Commentaries
2:11,12 Even the best of men, the chosen generation, the people of God, need to be exhorted to keep from the worst sins. And fleshly lusts are most destructive to man's soul. It is a sore judgment to be given up to them. There is a day of visitation coming, wherein God may call to repentance by his word and his grace; then many will glorify God, and the holy lives of his people will have promoted the happy change.
11. As heretofore he exhorted them to walk worthily of their calling, in contradistinction to their own former walk, so now he exhorts them to glorify God before unbelievers.
Dearly beloved—He gains their attention to his exhortation by assuring them of his love.
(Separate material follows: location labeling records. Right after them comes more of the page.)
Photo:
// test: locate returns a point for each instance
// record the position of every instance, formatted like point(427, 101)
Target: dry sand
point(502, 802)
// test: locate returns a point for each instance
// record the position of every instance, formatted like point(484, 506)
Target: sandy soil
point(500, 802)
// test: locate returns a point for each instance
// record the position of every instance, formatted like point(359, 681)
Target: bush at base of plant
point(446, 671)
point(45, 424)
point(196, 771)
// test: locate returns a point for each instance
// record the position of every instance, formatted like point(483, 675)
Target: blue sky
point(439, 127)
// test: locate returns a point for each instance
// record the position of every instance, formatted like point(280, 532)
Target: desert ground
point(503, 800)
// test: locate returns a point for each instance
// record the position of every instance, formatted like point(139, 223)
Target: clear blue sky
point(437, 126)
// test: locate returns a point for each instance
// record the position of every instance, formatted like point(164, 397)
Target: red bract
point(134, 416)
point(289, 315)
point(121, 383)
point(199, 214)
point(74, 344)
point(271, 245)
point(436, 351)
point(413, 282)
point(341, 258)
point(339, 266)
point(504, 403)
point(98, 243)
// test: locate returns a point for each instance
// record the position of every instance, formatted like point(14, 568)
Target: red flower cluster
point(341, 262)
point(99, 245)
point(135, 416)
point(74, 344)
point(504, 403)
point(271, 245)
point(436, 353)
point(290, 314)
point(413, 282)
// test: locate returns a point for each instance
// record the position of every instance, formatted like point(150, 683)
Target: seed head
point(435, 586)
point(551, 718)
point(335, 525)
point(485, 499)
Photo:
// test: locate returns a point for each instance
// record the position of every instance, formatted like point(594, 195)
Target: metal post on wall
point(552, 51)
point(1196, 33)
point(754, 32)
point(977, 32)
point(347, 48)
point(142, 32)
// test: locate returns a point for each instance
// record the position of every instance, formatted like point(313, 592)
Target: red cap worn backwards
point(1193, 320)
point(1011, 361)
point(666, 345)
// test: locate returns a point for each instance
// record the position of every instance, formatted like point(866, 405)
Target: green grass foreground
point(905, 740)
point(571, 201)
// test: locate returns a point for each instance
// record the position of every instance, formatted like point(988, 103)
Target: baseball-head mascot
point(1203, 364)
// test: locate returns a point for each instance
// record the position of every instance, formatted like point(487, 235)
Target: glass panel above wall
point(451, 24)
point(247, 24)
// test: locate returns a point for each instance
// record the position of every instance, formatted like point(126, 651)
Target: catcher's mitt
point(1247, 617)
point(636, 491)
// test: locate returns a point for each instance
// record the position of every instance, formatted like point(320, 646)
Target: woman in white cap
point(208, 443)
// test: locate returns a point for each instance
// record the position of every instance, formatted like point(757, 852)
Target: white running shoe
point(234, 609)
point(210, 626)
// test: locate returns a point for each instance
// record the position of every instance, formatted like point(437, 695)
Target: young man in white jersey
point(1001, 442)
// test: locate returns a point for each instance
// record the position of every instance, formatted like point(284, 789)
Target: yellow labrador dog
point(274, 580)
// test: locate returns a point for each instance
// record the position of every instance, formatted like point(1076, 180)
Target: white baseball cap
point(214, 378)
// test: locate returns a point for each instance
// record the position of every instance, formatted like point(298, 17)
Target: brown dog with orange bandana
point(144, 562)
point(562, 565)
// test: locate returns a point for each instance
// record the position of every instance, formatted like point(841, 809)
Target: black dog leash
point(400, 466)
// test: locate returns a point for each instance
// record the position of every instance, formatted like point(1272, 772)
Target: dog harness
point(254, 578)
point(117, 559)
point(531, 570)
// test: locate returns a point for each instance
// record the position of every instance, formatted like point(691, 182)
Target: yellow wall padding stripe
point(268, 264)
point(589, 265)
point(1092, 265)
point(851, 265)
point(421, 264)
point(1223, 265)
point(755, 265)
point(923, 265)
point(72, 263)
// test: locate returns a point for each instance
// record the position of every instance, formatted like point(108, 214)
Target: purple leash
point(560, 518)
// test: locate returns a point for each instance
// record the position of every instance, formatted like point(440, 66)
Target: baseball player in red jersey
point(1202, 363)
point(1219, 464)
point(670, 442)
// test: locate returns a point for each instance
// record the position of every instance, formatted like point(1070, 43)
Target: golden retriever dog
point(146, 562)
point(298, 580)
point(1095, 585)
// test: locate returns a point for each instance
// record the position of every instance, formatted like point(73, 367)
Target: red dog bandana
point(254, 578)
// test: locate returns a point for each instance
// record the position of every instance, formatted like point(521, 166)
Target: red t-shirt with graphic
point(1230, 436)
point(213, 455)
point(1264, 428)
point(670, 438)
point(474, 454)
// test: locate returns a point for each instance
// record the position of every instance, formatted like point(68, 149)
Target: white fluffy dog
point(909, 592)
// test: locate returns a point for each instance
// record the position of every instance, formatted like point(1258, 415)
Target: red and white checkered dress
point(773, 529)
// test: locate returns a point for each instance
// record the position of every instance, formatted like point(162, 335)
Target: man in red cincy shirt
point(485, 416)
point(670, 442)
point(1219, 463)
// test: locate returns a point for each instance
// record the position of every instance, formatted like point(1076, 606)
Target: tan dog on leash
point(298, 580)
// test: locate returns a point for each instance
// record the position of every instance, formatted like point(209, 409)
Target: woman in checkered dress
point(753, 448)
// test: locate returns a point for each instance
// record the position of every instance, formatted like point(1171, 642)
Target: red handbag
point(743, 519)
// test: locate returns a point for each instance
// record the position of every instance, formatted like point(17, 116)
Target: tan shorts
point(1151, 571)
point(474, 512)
strangers and pilgrims—(1Pe 1:17). Sojourners, literally, settlers having a house in a city without being citizens in respect to the rights of citizenship; a picture of the Christian's position on earth; and pilgrims, staying for a time in a foreign land. Flacius thus analyzes the exhortation: (1) Purify your souls (a) as strangers on earth who must not allow yourselves to be kept back by earthly lusts, and (b) because these lusts war against the soul's salvation. (2) Walk piously among unbelievers (a) so that they may cease to calumniate Christians, and (b) may themselves be converted to Christ.
fleshly lusts—enumerated in Ga 5:19, &c. Not only the gross appetites which we have in common with the brutes, but all the thoughts of the unrenewed mind.
which—Greek, "the which," that is, inasmuch as being such as "war." &c. Not only do they impede, but they assail [Bengel].
the soul—that is, against the regenerated soul; such as were those now addressed. The regenerated soul is besieged by sinful lusts. Like Samson in the lap of Delilah, the believer, the moment that he gives way to fleshly lusts, has the locks of his strength shorn, and ceases to maintain that spiritual separation from the world and the flesh of which the Nazarite vow was the type.